Это было прямо по теме. И Кузнецов понимал, чувствовал, что мы здесь действительно имеем дело с обломками какого-то древнего, возможно гигантского мифа. А все варианты на тему его — это и есть те самые осколочки, что публикуются и выдаются за детские сказки. Не мог он этого не понимать.
Но и отступить не мог.
И тогда, прямо по-детски, уже в который раз он прокричал — «Да эту сказку все дети знают!.. мои дети знают её… Анечка!» — крикнул он в соседнюю комнату, и, весело пританцовывая, влетела в зал прелестная задорная девчушка лет семи. — «Анечка, ты же знаешь сказку про Курочку-рябу?.. ну вот, прочти её нам…» Но Анечка, всё также пританцовывая, внимательно разглядывала книги и фотографии на столе. Увидела мою книжку стихов, недавно вышедшую и только нынче подаренную Кузнецову, сравнила фотографию на обложке с моим лицом, и весело, звонко спросила: — «А вы сколько денежек получили за свою книжку?». Мы все рассмеялись, и я ответил — «Целых полторы тысячи рублей!» (Крепких, советских ещё рублей). И тогда Анечка торжествующе, с гордостью за отца выкликнула: — «А мой папа целых семь тысяч!» И — победно прокрутившись на одной ножке, также весело вытанцевала из комнаты. Юрий Поликарпович, любовно поглядывая вослед дочурке, с явно наиграннной досадливостью что-то пробурчал, махнул рукой, и снова наполнил рюмки.
Спору нашему не предвиделось конца. Батима с лёгкой опаской поглядывала на разошедшихся спорщиков, подливала наваристой бараньей шурпы в чашки, но дело уже было не во мне — сам Кузнецов не желал прекращать разговор. Он всё пытался доказать сугубо «земное» происхождение сказки, приводил примеры того, как иногда куры в самом деле, от нехватки каких-то минералов и солей, несли золотые (точнее, наверное, — золотушные) яйца, но сам чувствовал — это не то, не совсем то, что ему хотелось сказать по истинной сути. И я, чтобы поскорее завершить разговор — надо же было пощадить хозяев, уже за полночь перевалило, — привёл ещё один, апокрифический извод сказки. Страшный извод, явно апокалиптический. В нём не было ни золотого, ни простого яйца, а было яйцо: «Пестро, востро, костяно, мудрено», узнав о котором, сельская прачка бельё в реке утопила, а дьякон колокола со звонницы сбросил, а поп — все книги сжёг! Об этом варианте Кузнецов, кажется, не знал. Он только покачал — как-то горестно-восхищённо — покачал головой и, ни слова не говоря, прямиком отправился в спальню.
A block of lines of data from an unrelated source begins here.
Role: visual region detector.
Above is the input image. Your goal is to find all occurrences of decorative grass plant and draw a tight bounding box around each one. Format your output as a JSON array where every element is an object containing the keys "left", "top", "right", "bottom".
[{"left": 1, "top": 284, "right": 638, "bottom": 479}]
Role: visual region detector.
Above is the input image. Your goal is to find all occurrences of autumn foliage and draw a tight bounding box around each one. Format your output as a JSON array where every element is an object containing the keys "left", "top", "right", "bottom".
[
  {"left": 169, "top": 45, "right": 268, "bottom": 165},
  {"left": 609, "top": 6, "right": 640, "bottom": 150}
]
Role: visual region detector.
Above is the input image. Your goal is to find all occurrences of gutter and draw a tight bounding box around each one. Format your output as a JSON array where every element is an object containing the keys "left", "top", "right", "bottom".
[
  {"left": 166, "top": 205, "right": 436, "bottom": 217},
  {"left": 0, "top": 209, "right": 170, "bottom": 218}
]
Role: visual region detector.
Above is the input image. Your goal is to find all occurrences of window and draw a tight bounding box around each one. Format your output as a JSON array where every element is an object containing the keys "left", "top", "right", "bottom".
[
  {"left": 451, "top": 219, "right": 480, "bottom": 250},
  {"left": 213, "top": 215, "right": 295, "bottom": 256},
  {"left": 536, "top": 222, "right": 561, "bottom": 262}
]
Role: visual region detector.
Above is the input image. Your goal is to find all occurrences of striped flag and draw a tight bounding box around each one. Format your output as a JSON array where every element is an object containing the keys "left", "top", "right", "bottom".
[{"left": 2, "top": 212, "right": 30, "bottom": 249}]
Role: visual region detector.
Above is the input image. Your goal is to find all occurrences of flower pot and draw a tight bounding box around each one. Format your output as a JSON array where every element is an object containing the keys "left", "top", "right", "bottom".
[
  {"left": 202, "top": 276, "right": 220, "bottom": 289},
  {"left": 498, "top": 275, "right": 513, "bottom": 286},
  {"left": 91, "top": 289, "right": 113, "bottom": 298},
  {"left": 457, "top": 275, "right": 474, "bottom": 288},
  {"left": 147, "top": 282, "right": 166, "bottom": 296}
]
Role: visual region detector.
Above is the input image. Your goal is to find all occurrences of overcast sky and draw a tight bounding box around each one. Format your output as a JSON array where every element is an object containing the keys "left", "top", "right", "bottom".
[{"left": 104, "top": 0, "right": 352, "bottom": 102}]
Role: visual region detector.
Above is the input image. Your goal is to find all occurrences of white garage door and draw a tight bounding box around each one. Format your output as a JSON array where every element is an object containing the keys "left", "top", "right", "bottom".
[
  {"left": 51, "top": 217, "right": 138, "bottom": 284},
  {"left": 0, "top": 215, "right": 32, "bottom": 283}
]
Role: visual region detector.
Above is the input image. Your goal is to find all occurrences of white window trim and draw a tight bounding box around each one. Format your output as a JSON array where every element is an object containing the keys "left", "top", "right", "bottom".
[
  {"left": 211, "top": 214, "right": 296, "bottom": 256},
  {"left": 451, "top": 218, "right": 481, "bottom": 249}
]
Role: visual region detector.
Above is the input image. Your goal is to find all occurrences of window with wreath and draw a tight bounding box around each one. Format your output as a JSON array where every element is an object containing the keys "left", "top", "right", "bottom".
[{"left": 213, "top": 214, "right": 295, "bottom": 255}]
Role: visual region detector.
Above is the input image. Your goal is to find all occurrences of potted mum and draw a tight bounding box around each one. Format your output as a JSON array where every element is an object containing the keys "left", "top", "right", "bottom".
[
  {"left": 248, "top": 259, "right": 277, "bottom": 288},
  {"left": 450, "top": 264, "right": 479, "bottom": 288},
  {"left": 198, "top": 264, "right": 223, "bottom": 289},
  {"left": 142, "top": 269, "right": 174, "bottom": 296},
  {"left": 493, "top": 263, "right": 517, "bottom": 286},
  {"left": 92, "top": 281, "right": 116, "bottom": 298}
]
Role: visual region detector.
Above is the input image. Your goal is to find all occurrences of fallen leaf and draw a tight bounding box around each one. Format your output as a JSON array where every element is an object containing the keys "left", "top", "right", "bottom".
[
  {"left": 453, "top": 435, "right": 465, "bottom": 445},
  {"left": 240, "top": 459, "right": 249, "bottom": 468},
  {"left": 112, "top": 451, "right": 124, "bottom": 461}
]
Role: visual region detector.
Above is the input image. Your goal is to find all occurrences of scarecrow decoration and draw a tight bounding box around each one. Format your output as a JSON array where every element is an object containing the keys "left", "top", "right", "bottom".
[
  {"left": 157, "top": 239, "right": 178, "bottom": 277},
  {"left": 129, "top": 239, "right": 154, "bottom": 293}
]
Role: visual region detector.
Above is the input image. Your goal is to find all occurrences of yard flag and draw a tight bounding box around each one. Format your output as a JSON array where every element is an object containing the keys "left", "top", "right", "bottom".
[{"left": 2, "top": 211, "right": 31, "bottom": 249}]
Батима облегчённо вздохнула, да и мы тоже. До закрытия метро оставалось около получаса, а разговор на такую тему мог лишь длиться и длиться. Мы ещё выпили на дорожку шурпы — той добротной казахской шурпы, которая чётко трезвит и вливает новые силы не только в подуставшую плоть, но и в одуревшие головы…
Мы никогда больше не говорили об этом с Кузнецовым. Но я чувствовал в нечастые наши встречи, что он помнит о том разговоре. И почти всегда, досадливо хмыкая при отборе стихов, отмечал те, что каким-то образом связаны со сказкой…
Его прямота поразила меня сразу — с первого прочтения. Со знаменитой «Атомной сказки», с «Возвращения», с «Гимнастёрки» и других ранних шедевров. Поначалу я и не пытался понять, в чём же сила его прямоты, просто восхищался новизной, поэтической дерзостью, и этого было достаточно. Но вот пришли сроки, и я пытаюсь дать себе — хотя бы себе — в этом отчёт. Ведь чем-то же отличался в корне Кузнецов от всех, буквально от всех современных поэтов, среди которых есть и поэты нешуточной величины? Отличался.